(forgive me for a work interlude)
Typically, I’m the guy at work who knows everything.
The guy who’s got it all in his head, the guy who gets the phone calls with obscure questions at 3am. The guy who’s gotta write out a novel of process when he goes away on vacation for more than a couple days, and who still gets called in Hawaii or Turks and Caicos or Fiji.
Only it’s not true anymore.
One of the things that happened to me this last year is that I had a horrible year personally, the same time that my group at work got completely re-purposed. We used to be all about chips, and then one day last april, my employer stopped caring much about custom ASICs.

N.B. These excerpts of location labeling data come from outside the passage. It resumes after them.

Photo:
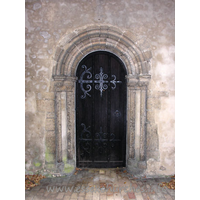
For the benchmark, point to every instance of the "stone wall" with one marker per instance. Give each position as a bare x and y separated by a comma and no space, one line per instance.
48,22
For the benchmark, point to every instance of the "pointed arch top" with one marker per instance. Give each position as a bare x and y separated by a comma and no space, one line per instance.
134,52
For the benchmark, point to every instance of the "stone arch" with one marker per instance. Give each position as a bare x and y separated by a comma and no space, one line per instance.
136,54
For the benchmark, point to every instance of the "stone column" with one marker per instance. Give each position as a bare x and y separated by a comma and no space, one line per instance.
65,124
136,120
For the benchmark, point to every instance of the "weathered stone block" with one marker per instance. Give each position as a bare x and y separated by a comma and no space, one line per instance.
45,105
50,125
50,115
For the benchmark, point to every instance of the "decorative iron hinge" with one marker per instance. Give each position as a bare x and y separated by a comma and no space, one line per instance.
100,81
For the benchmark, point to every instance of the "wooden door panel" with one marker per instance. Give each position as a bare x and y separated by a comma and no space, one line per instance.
101,111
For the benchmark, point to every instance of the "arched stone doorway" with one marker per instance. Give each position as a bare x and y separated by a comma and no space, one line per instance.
101,111
135,55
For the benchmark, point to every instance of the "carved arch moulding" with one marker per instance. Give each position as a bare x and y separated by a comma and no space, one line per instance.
135,54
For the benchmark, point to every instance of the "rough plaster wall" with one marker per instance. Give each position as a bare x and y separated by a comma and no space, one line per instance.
47,21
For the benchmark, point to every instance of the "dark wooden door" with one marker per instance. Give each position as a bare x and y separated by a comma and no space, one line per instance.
101,111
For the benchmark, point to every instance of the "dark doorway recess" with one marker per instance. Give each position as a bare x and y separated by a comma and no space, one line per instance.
101,96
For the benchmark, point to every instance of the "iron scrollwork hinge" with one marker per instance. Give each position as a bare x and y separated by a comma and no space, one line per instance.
100,81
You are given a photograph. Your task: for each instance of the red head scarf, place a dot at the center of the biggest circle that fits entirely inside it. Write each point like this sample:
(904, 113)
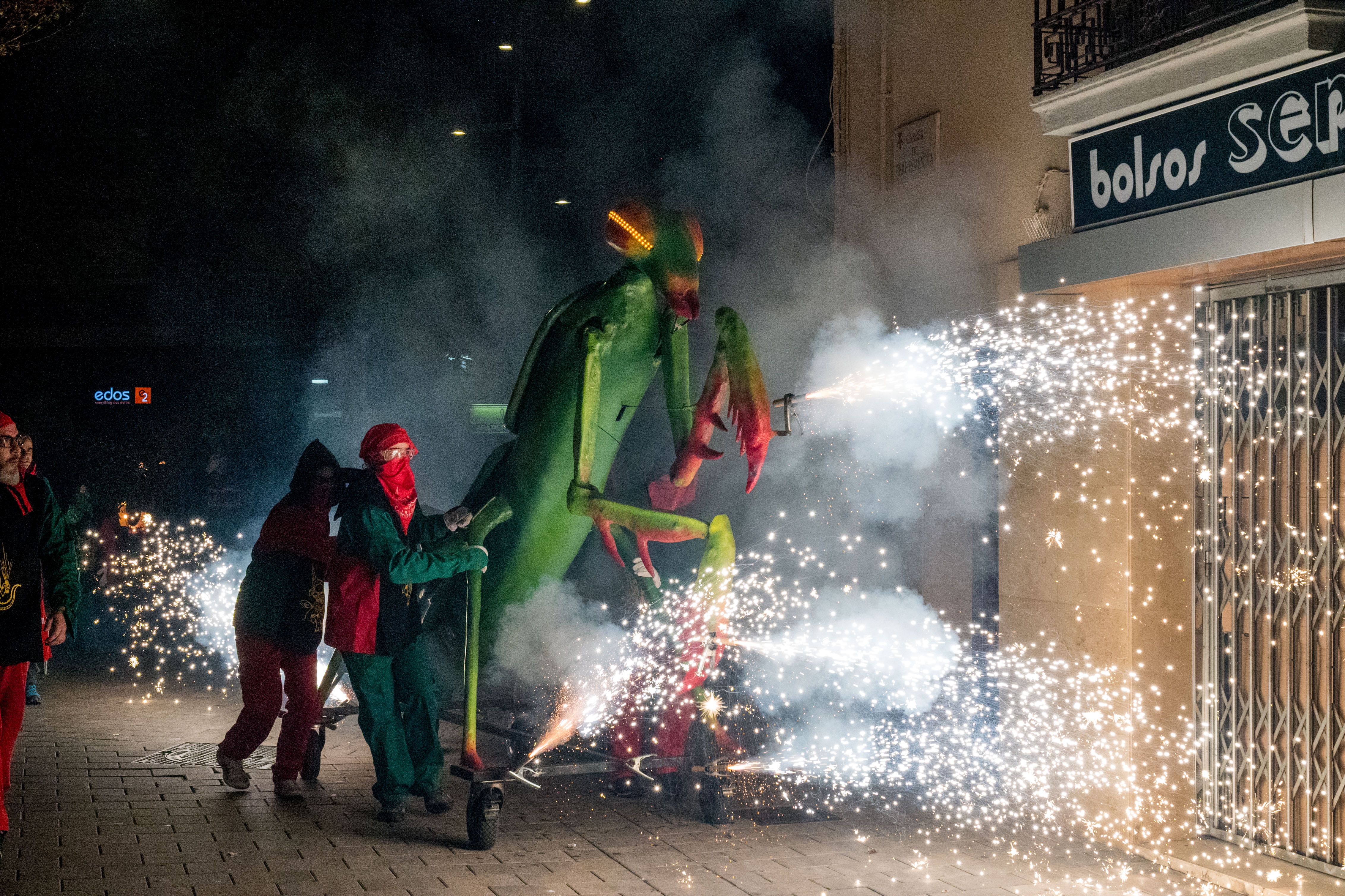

We were the guys who kept the chip designers working, and suddenly we didn’t have a job. So we had to convert to being all about boards. We did it – and we did a great job. The proof is in our latest – and next – products. But to do it, my team had to learn a new business from scratch. And for the first time in years, I wasn’t the guy who was in deepest, first. I’ve been playing catchup ever since.
There are a lot of reasons why, and that’s a much longer, more painful story, a story for some other time and place. The part that’s relevant now is that I’m finally catching up.
I’m catching up because the guy I work with, the guy who wound up in my usual role, the go-to guy, the technical leader, the guy who knows everything, is leaving on a month-long trip to africa. And I have to learn everything he knows and everything he does in about two and a half more days.
This is good – in theory. I need to get back in fighting trim, work-wise. I need to get back to the point where I can manage fifteen things at a time, keep on top of everything, know who’s doing what where. And this forces me back there. Writing it down (thank god for wikis, they make documentation so fucking easy), training people, solving problems. That’s what I do, so having to take over again as the focal point gets me back into the mind set I need.
But god damn, I wish I were taking off for a month in africa. I want to tell him, take me with you.
I woke up with the need to go incredibly strong in my mind, the need to be out the door. The need to feel the weight off my shoulders, the need to be warm and free and open.
There are moments where I hear something out there call me so loud it’s everything I can do not to answer. I woke up thinking, quit my job, quit my job, quit my job. The kind of voice-in-my-head moment where I feel like screaming shut up shut up shut up at the inside of my own head.
My head’s finally getting back in the game, and yet, the call gets louder and louder. I need earplugs on the inside, or I need to listen to the call. Some days it’s a hard choice not to listen to it.